Already some have made political capital out of what happened e.g. pushing more gun control and accusing Trump of stirring hatred with his ban on Muslims. This is wrong, other than that which will provide practical measures to prevent similar re occurrences and which will allow people to worship free from harassment etc. In my first share, I was surprised I could only share when I replaced some innocuous terms with “***”, intrigued partly at what was it Facebook found offensive, although allowing it some benefit of the doubt given the sensitivity of the situation. I have already stated that freedom of speech is important and while I understand that certain things should not be allowed on social media because of the harm that results, I regret what Facebook deems unacceptable and what I consider to be are often not the same. As for my second “share”, D’Souza is right inasmuch bad people exist in all racial and “ideological” categories. As horrible as this massacre was, just as bad atrocities are happening the world over and this is hardly ever covered by mainstream media. For example, I see little outrage over this story: “‘Pure Genocide’: Over 6,000 Nigerian Christians Slaughtered, Mostly Women and Children” or answer to the question: “Where is the worldwide outrage and mourning for Christians in Nigeria, The Philippines, and Egypt?”

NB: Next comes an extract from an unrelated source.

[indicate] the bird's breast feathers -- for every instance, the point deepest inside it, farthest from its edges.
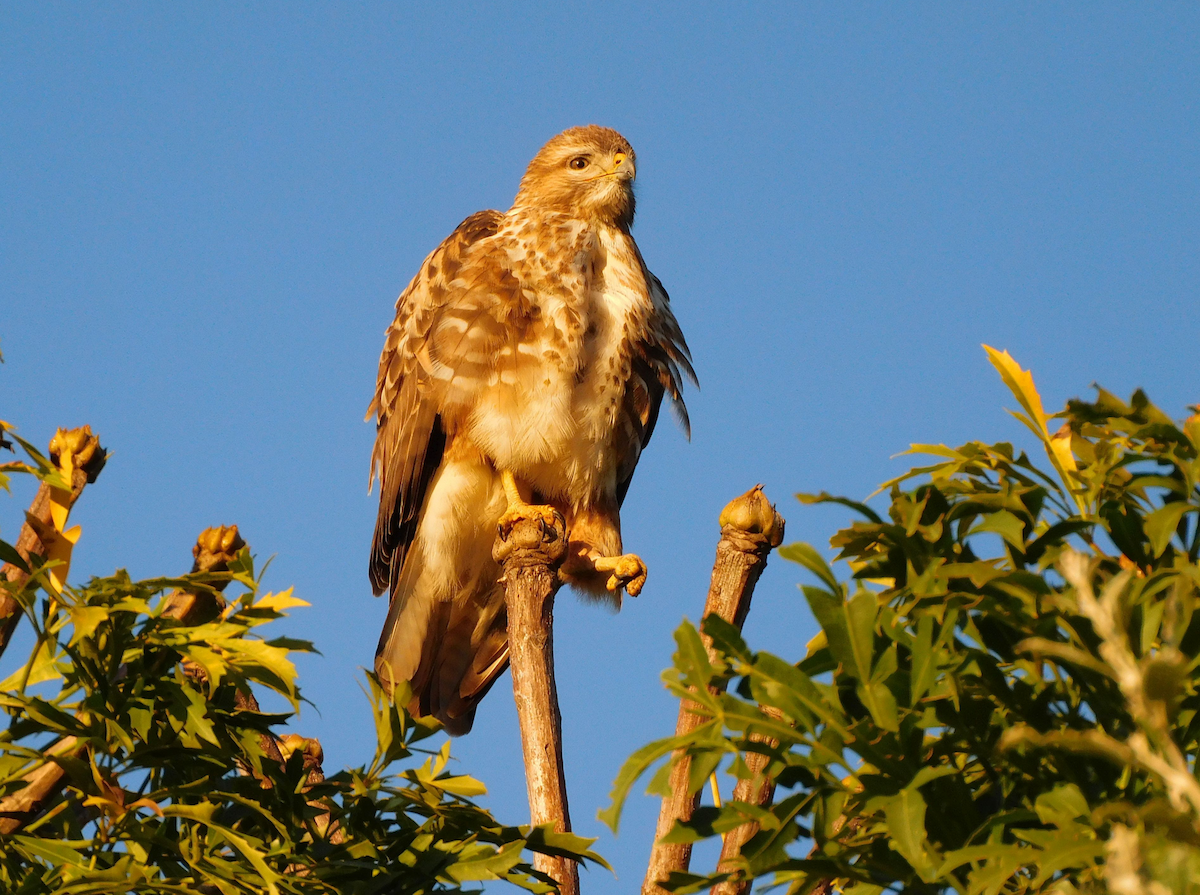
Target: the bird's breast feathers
(553, 396)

We need to be angry at what happened one day in Christchurch but we need to also be angry at what is happening every day in Nigeria and other “hot spots”. As for calling out the right over the actions of one man, who incidentally declared himself to be pro Communist, anti Christian and anti Conservative, we should also do the same over the antics of radical leftists and Islamists. As for the attacker, even if he does support some of the things right leaning folk stand for, that feeling is far from being reciprocated. What is needed, as always, is a balanced approach and a measured response. As for opposing Muslims as people and Islam as an ideology, as I recently argued, the former is wrong and the latter is needful. But I hope fair minded people from all sides of the ideological divide can/should agree the recent events in New Zealand and Nigeria are intolerable and we should stand together in opposing such wickedness.